AppHack event to span full 24 hours at Appalachian

Lovey Cooper

Friday, from 7 p.m. to 7 p.m. on Saturday, about 80 students are expected to gather in Belk Hall’s new computer science offices to write code, eat pizza and play games, in hopes of winning AppHack4, a Major League Hacking-sponsored event.

“The atmosphere is very open and relaxed. You will see groups of people huddled around whiteboards brainstorming, people bent over computers hacking away and some people just hanging out or playing games,” said David Kale, computer science graduate student. “Regardless, everyone has always been really open to share what they are working on or interested in seeing what you are working on.”

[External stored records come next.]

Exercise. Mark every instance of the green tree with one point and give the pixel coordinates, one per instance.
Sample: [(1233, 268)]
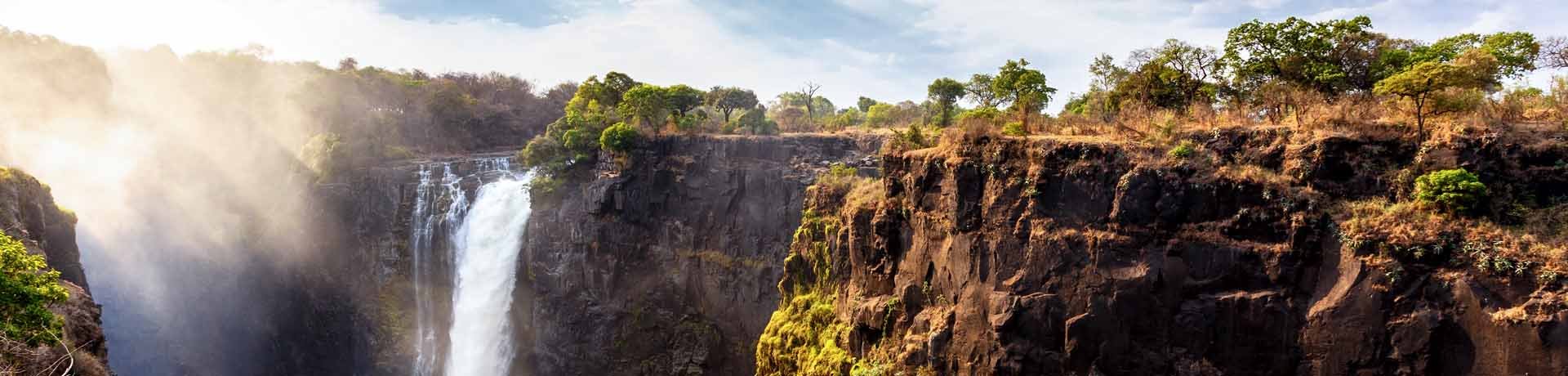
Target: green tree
[(1452, 190), (731, 99), (1515, 51), (1024, 88), (27, 287), (615, 88), (756, 123), (880, 114), (979, 88), (645, 104), (1330, 56), (864, 104), (681, 99), (618, 138), (1431, 78), (944, 93)]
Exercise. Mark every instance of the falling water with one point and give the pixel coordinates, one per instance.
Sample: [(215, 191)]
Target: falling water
[(488, 244), (429, 227)]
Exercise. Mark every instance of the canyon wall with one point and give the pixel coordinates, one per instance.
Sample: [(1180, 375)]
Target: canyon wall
[(1071, 256), (29, 215), (666, 261)]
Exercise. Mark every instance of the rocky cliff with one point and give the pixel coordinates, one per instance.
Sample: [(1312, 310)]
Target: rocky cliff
[(30, 215), (666, 261), (1263, 253)]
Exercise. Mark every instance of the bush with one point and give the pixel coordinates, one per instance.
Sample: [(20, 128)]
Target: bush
[(618, 138), (1013, 129), (27, 287), (1450, 190), (1183, 150)]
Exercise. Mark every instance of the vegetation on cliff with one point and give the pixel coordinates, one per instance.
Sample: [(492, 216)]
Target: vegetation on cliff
[(27, 289)]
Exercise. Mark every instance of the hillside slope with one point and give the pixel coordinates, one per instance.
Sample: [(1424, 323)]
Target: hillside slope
[(1263, 253)]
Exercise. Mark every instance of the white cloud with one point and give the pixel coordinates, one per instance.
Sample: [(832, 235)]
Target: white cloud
[(675, 41)]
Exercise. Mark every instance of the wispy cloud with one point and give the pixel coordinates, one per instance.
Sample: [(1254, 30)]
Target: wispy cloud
[(884, 49)]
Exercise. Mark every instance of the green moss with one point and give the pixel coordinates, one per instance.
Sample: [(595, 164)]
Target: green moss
[(1452, 190), (1183, 150), (804, 338)]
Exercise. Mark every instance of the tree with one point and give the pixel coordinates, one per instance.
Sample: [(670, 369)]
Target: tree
[(1426, 80), (731, 99), (756, 123), (809, 92), (644, 104), (27, 287), (347, 65), (618, 138), (1554, 52), (1330, 56), (979, 88), (944, 93), (615, 87), (864, 104), (1450, 190), (880, 114), (681, 99), (1515, 51), (1024, 88)]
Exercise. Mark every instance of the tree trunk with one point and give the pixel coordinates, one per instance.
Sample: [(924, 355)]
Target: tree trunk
[(1022, 116)]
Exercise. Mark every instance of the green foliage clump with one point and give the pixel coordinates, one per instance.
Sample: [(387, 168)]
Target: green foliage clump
[(1183, 150), (618, 138), (27, 287), (1452, 190), (802, 338), (913, 138), (1015, 129), (755, 121), (325, 154), (944, 92)]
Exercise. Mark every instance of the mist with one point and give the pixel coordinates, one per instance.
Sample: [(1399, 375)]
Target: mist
[(194, 177)]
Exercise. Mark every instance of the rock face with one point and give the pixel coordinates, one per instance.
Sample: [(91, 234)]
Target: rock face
[(666, 265), (1076, 257), (29, 213)]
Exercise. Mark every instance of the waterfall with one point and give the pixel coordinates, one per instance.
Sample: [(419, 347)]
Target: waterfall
[(479, 244), (487, 257)]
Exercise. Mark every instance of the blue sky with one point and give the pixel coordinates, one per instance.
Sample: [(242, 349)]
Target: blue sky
[(883, 49)]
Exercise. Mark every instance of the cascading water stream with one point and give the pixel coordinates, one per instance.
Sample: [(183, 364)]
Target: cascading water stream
[(483, 240), (488, 244)]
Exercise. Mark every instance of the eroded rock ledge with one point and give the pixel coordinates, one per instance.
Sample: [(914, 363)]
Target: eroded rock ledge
[(1058, 256)]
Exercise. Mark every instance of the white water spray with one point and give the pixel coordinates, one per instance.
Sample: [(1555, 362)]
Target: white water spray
[(487, 262)]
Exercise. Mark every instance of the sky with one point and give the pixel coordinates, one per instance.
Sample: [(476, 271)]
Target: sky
[(880, 49)]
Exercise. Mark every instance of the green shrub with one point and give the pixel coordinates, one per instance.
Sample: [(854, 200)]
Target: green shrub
[(1183, 150), (1013, 129), (27, 287), (618, 138), (1450, 190)]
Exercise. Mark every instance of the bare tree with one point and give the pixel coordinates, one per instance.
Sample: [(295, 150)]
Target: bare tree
[(811, 92), (1554, 52)]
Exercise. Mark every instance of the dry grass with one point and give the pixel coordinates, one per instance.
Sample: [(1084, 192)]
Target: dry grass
[(1409, 229)]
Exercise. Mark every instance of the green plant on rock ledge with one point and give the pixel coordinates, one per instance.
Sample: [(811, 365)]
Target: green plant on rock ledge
[(1450, 190), (27, 287)]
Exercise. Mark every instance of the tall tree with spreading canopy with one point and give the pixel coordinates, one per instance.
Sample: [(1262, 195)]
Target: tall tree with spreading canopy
[(645, 104), (864, 104), (1330, 56), (979, 88), (1021, 87), (681, 99), (1426, 82), (731, 99), (944, 93)]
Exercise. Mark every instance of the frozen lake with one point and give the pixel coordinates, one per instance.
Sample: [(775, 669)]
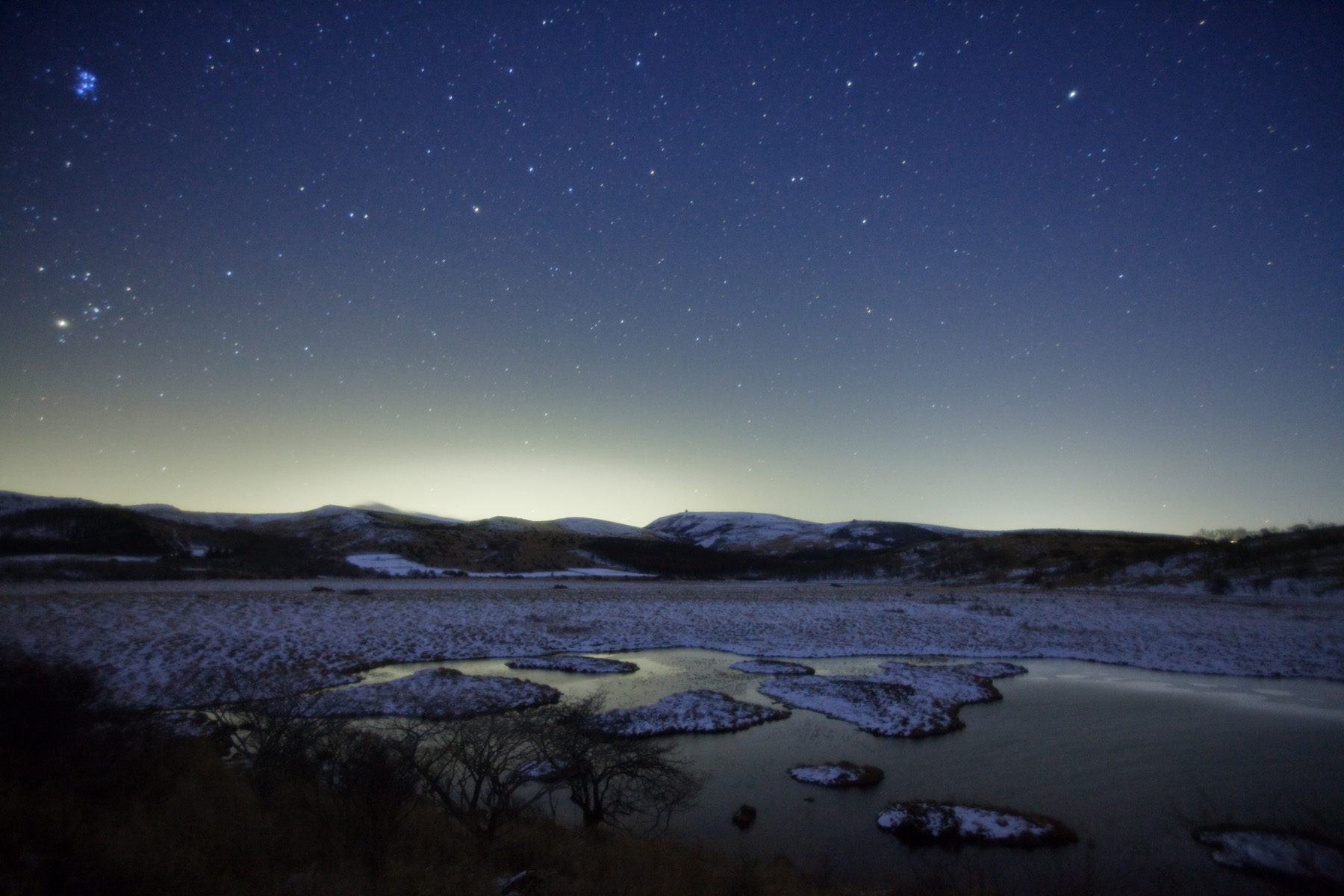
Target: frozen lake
[(1130, 759)]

The event will be the first at Appalachian State University to last the full 24 hours required by MLH events, although it is the fifth hosted by the computer science department – the “4” in the title includes the events with zero-indexing, as a nod to the scientists.

The events have been slowly changing for the better as more interest is generated and more things happen at each event, Kale said.

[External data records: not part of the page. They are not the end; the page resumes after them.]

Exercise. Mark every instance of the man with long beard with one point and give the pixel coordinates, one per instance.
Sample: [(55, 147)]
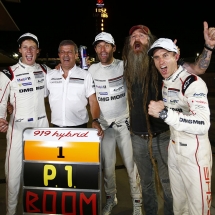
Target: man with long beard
[(150, 136), (114, 119)]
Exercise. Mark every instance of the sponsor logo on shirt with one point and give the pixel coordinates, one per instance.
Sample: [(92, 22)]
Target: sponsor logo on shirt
[(19, 120), (76, 80), (100, 80), (177, 109), (38, 74), (191, 121), (104, 99), (199, 107), (55, 82), (39, 88), (199, 95), (118, 89), (176, 77), (182, 144), (23, 79), (40, 81), (6, 72), (101, 86), (56, 78), (202, 102), (22, 74), (174, 101), (115, 82), (41, 117), (172, 92), (26, 84), (103, 93), (26, 90)]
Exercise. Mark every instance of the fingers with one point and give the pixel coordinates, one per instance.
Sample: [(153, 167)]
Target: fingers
[(3, 125), (100, 133), (205, 24), (211, 33)]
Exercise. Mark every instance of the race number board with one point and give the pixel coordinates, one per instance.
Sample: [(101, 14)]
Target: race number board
[(61, 171)]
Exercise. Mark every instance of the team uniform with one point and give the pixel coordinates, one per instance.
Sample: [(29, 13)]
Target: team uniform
[(114, 119), (189, 152), (24, 86), (140, 144), (68, 97)]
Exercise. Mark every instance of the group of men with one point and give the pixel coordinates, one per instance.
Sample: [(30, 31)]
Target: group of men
[(119, 95)]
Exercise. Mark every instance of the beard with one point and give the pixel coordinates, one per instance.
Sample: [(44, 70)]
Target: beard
[(137, 64)]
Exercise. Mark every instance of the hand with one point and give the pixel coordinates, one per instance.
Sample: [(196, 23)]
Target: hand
[(3, 125), (209, 35), (96, 125), (9, 108), (58, 66), (155, 107)]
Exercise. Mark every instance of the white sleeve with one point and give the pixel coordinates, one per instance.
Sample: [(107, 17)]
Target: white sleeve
[(89, 85), (198, 119), (4, 94)]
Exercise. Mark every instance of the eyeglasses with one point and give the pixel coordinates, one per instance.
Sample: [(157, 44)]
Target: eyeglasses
[(165, 56)]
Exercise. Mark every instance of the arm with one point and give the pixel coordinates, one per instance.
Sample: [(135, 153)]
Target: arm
[(4, 94), (198, 119), (201, 64), (3, 125), (95, 112)]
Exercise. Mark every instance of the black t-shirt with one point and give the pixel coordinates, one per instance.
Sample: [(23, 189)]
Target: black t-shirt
[(138, 117)]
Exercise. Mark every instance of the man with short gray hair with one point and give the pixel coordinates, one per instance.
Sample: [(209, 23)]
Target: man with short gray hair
[(185, 109)]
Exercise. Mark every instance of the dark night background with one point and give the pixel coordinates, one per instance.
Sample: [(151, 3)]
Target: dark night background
[(56, 20)]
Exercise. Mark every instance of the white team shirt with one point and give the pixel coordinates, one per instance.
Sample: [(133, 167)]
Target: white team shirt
[(68, 97)]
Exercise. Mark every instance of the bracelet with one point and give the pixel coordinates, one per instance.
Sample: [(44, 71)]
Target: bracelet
[(208, 48), (96, 120)]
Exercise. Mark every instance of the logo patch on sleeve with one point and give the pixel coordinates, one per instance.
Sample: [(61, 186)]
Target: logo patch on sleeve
[(188, 81)]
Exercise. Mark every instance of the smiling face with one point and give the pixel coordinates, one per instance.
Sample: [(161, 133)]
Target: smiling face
[(165, 61), (138, 39), (67, 56), (105, 52), (29, 51)]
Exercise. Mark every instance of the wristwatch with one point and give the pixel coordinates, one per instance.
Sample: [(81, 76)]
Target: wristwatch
[(163, 114)]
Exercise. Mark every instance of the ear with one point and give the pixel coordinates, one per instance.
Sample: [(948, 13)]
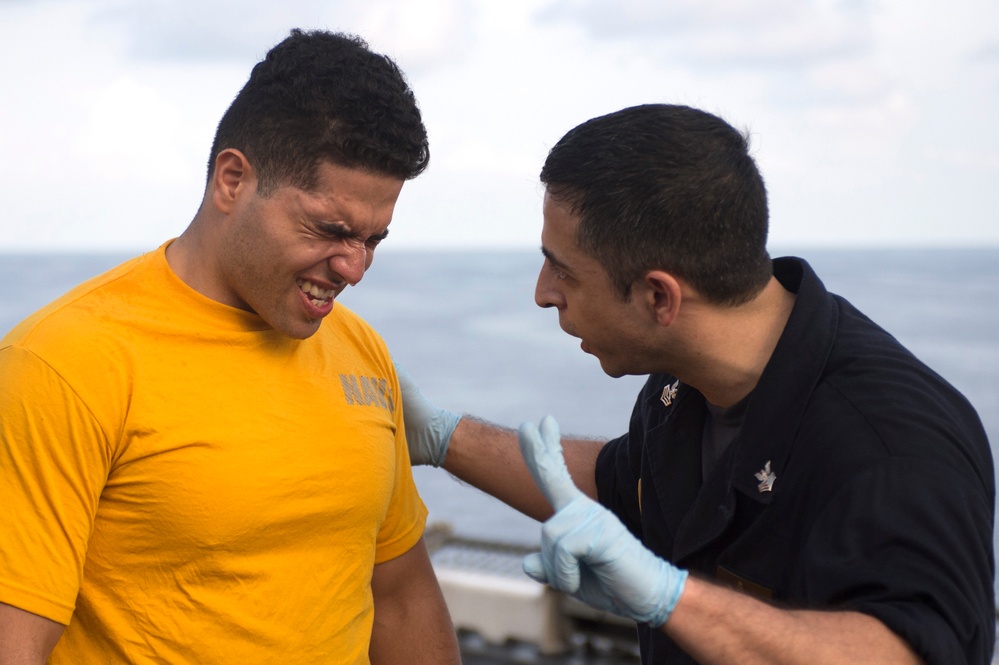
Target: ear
[(232, 177), (665, 294)]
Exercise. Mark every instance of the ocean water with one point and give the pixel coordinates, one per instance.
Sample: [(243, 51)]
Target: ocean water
[(466, 327)]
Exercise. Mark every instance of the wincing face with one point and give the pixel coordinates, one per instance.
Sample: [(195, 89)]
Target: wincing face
[(619, 332), (288, 255)]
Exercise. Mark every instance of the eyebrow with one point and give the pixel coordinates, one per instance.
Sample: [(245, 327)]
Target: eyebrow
[(551, 258), (343, 230)]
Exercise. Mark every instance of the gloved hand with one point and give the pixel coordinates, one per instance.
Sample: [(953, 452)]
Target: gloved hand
[(585, 550), (428, 428)]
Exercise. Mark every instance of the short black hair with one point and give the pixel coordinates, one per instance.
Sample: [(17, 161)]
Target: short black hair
[(666, 187), (320, 96)]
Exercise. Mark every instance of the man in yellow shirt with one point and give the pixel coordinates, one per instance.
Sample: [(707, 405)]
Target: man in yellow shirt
[(202, 457)]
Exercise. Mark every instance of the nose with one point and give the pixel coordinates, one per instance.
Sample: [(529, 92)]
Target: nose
[(350, 262), (546, 292)]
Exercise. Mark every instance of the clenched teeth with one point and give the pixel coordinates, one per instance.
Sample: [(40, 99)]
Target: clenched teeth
[(319, 296)]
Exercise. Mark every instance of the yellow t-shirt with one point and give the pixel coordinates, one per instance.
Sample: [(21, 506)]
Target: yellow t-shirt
[(182, 484)]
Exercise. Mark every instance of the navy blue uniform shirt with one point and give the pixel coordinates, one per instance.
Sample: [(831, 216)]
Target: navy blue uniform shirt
[(860, 480)]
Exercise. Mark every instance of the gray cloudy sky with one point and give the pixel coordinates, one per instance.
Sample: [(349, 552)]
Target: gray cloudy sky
[(874, 121)]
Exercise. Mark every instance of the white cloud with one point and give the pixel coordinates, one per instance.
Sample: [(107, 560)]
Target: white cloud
[(872, 122)]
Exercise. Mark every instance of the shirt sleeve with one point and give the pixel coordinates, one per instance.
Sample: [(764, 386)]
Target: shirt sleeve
[(54, 463), (905, 542), (407, 514)]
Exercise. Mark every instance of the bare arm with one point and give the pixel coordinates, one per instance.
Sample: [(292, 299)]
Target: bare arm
[(26, 638), (488, 457), (717, 625), (412, 625)]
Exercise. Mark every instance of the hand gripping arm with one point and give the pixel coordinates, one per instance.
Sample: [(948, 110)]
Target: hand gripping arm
[(428, 428), (585, 550)]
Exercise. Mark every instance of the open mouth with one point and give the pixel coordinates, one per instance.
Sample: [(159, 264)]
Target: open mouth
[(317, 296)]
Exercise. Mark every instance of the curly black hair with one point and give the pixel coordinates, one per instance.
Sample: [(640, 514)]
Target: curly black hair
[(666, 187), (324, 97)]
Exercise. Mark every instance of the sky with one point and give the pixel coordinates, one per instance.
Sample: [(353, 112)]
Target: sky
[(874, 122)]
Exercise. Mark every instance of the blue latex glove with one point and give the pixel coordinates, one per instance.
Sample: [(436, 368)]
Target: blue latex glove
[(585, 550), (428, 428)]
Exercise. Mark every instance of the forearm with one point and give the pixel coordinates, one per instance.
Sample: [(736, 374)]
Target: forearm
[(717, 626), (26, 638), (488, 457), (412, 625)]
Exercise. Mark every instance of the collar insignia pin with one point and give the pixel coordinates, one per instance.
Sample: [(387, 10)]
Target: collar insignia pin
[(669, 393), (766, 478)]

“I have always found these events as effective spaces to work on projects and school work, but also fun social events,” he said.

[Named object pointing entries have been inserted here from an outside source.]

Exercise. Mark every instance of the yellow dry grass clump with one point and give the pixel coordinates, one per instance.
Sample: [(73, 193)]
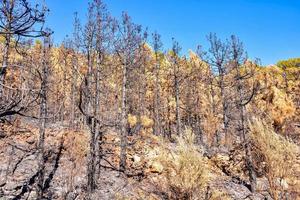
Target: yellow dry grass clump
[(280, 158), (185, 174)]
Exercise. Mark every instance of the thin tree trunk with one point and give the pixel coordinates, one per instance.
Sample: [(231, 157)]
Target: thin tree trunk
[(124, 114), (42, 124), (157, 125), (178, 120)]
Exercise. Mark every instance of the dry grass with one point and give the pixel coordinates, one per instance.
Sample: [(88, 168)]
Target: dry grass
[(279, 157), (185, 174)]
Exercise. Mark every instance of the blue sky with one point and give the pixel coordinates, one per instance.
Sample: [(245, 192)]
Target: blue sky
[(270, 29)]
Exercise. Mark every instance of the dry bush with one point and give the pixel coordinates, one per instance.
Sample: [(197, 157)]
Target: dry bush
[(279, 156), (185, 173)]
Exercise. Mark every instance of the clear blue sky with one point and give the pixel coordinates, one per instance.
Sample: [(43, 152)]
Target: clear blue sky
[(270, 29)]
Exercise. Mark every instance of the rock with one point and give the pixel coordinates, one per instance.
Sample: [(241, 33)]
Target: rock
[(136, 159), (30, 140), (156, 167)]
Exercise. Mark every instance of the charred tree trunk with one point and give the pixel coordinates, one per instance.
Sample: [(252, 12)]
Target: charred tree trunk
[(124, 116), (43, 117)]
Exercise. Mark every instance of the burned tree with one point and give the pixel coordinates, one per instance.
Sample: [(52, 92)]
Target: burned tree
[(128, 40), (19, 19), (97, 35), (43, 117), (217, 57), (244, 94), (157, 45)]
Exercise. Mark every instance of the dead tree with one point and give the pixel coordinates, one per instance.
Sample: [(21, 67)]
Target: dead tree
[(19, 19), (128, 40), (157, 46), (218, 58), (96, 40), (243, 96), (176, 65), (43, 117)]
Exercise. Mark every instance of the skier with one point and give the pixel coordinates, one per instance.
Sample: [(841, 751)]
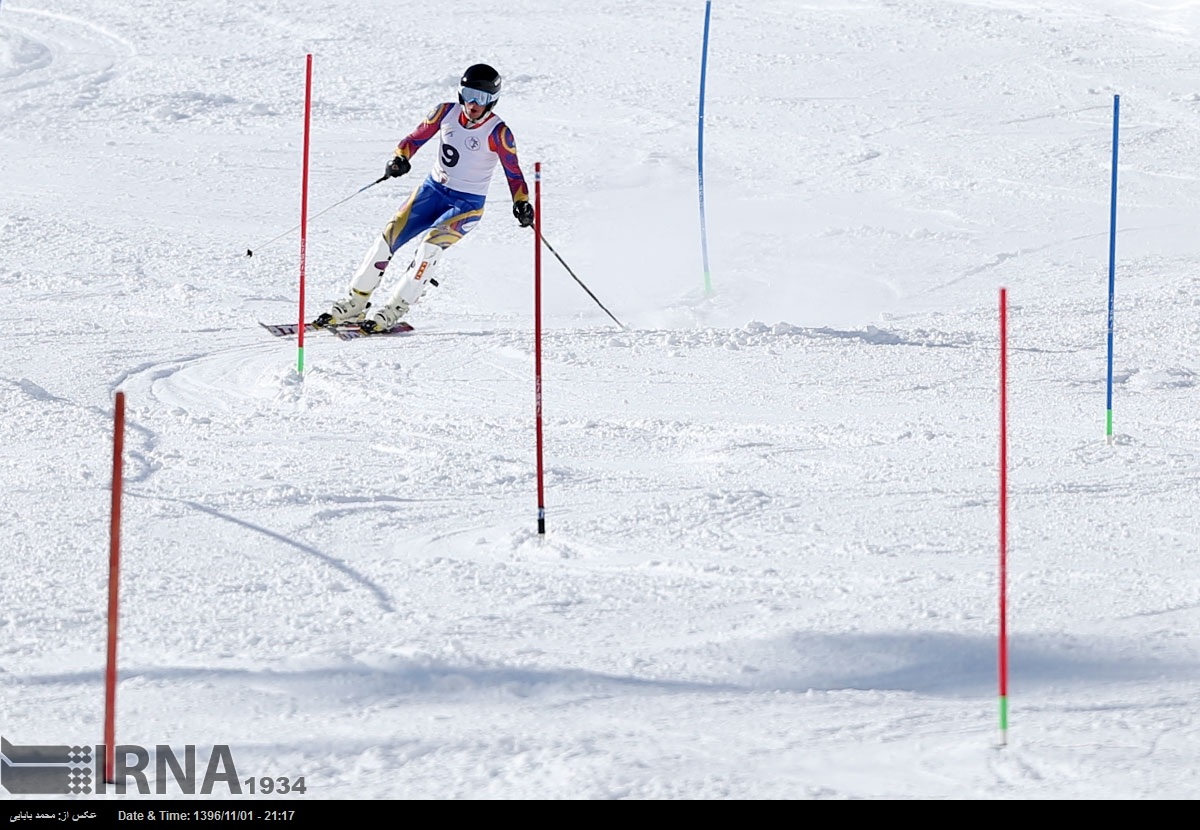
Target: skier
[(447, 205)]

At the last event, he worked with two other students on a program to download and visually summarize YouTube videos. The development finds the most important 10 or so frames from the video to give viewers an idea of what it is about.

“There are so many new technologies to learn in our field that it is impossible not to be exposed to something new at an event like this,” Kale said.
Sina Tashakkori, computer science graduate student, created AppHack and serves as the organizer of events this year. He started the event a year and a half ago because he wanted to expand his own unofficial “hack-sessions” that were referred to as “SedEx.”

“We would just get together, me and some friends, and I decided I wanted it to be bigger,” Tashakkori said.

He hopes this year’s event brings more people into the department, as it is now completely funded by sponsors and includes participants from other universities, as well as local software companies.

“These companies see the value in AppHack, in terms of recruiting,” Tashakkori said. “They can come over here and have the opportunity to meet really talented people, instead of wasting their time doing interviews. They know who can build because they can see them building.”

Many of the products that are made here are immediately used in the community – BeepDrive, Slippy Snake and other open source pieces of software have emerged from previous years. Some departments at the university will use the event as a way to put a bid out on an application they might have use for in the future, with a guaranteed result by the end of the semester if a student picks it up as a class project. Participants are free to make anything without restriction as long as they have not completed any work on it before the 24-hour event begins.

One year, a student created a functional iPhone app for the school of music to help in teaching and practicing notes and scales.

Winners of the event are chosen in an informal hour-long session, based on the usability and emotional appeal of a final product – no matter the kind of work that went into it.

“It’s the cool factor, which is not really quantifiable, but it usually ends up that the harder stuff that the people put more time and creativity into are the ones that win,” Tashakkori said.

Senior computer science major Chris Waldon has coordinated Dungeons and Dragons games for the last two AppHacks, and intends to do the same for this one.

“These serve as opportunities for students to inspire each other,” Waldon said. “Though I haven’t been programming at most of them, I come away from the experience amazed at what my friends have been able to build and excited to work on my own back-burner projects. These events cement a sense of community within the department as a whole, a phenomenon that I haven’t encountered outside of CS thus far.”

Winners get 3D printed trophies as well as medals provided by MLH, and there are raffle prizes available even for those who cannot contribute to the final product of a team.

Tashakkori is looking for people to take over the event when he graduates in May, and hopes that more departments will come join in. Right now the schools of graphic design, industrial design and business show up, but he wants to expand this collaboration to include the entire university.

“Everyone needs software made, and everyone can learn from working with software developers because they are probably going to at some point in their career,” Tashakkori said. “It’s the future, so we would like to start that now.”